Sarah Rogers, Population Health Management (PHM) Nurse Champion within the Cheltenham locality explains what her role involves and why she is so passionate about helping communities to identify what changes can be made to improve their health and wellbeing.
What does your work generally involve?
I am attached to the Cheltenham locality: 3 Primary Care Networks (PCN) and 15 surgeries. I’m tasked with looking at what Population Health Management (PHM) work is going on within the neighbourhoods, and championing that. Everything we do is very data driven, we have a lot of business intelligence through our Integrated Care Board (NHS Gloucestershire).
My role is really about linking people together, for example voluntary sector with social prescribers. I look at how we can involve the housing sector, the local council, physios, occupational therapists, carers, Age UK, Dementia UK, Parkinsons UK and more – bringing them all together in meetings to find out what they can do to help us help people out there. It’s really important to remember that I’m not working alone, there are lots of people working together on these projects. I also try to help people not become too medically focused in their thought processes, remembering that the problem is only medical 20 percent of the time.
What have you achieved so far?
My journey with PHM really began around two years ago when I did the care programme run by the National Association of Primary Care. As a part of that we were encouraged to do some Population Health Management projects and it really captured my imagination. I decided to do several!
I dipped my toe in the water with some small-scale projects within my own surgery. I recognised that we had a long list of women who didn’t reply to the call for cervical screening, so together with admin staff I looked at how we could get them in through phoning, as often letters get forgotten about. We gave nurses time to phone and chat to these women rather than admin staff as they can have the difficult conversations about any barriers or worries. Our uptake doubled. In the first month, 15 of the 20 women we called came in, and we’ve continued this by now making time for nurses to make a few calls every month.
Another project was improving appointment attendance in people with learning disabilities. When we engaged with the cohort to find out why they weren’t coming into the surgery, we realised that they were afraid to because of the risk of catching COVID. We appointed one of our nurses as a learning disabilities champion, and now we have a range of options for seeing people, including video calls, home visits, and specialised clinics. We also have a link to a learning disability specialist nurse external to the surgery and social prescribers. Attendance has gone from 52 to 98 percent.
After that, I noticed that the NHS were advertising for PHM Champions, and I am the first nurse they have appointed to the role.

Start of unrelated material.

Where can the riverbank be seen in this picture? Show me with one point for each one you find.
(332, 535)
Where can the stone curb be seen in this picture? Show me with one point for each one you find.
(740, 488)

With my new role I’m looking at how to use Population Health Management across Cheltenham. The linked data told us that one of our PCNs had a high level of frailty and social isolation so I’m working on a project to look at how we can improve outcomes for those who are mildly frail, understanding that by helping downstream we prevent problems upstream. We’ve started by asset mapping the groups we already have that work with people who are mildly frail to help prevent them from becoming moderately frail.
A really interesting project I am working on is in an area of very high deprivation in our locality. We asked this community what’s not working for them, what’s good, what they like about their community, and what can we do to help. It’s not always about what we can provide, it’s about them: just because we think we should change something it doesn’t mean that we should, and we need to ask them what they want to change.
We sent out some questionnaires and were astounded to get 70 back in the first week alone. Responses highlighted the need for a bus service, some people aren’t close to a bus service and so can’t get to GP surgery, or can’t get to where our older people live. These are things we don’t necessarily think about as frontline healthcare professionals.
What do you enjoy about it?
Starting to make a difference to people’s lives. When I came into nursing my goal was to make people better by changing things from the bottom up, and this is what PHM does. PHM looks at the whole problem, holistically, not just as a medical problem. That’s what I love about it.
What are the challenges?
The main challenge is that you can’t do it overnight and there’s never enough time to do everything you want. Getting people together in one place, at one time is difficult. There’s also still a lot people need to learn about PHM and there is resistance to not medicalising the problems.
Would you recommend working in PHM to others in the NHS, local authority and VCSE sectors?
Yes! We can’t do PHM without getting all these partners involved. We get such a plethora of ideas, expertise, and different funding streams through working with PHM approaches in all these sectors. In Gloucestershire, we have some very enthusiastic people within councils and VCSE organisations who are keen to be involved in the projects and without them our projects wouldn’t flourish.
It’s vital that we work together, we all want to help the same people and to get our communities involved as well.
How does PHM feel relevant to nursing?
As nurses we undertake PHM on a daily basis without realising it, and as nurses we are great innovators of practice. I’d like to get the message out that nurses can do PHM. Not only that but they’re really well placed to do it because nurses know their communities, and the needs within those communities, so well.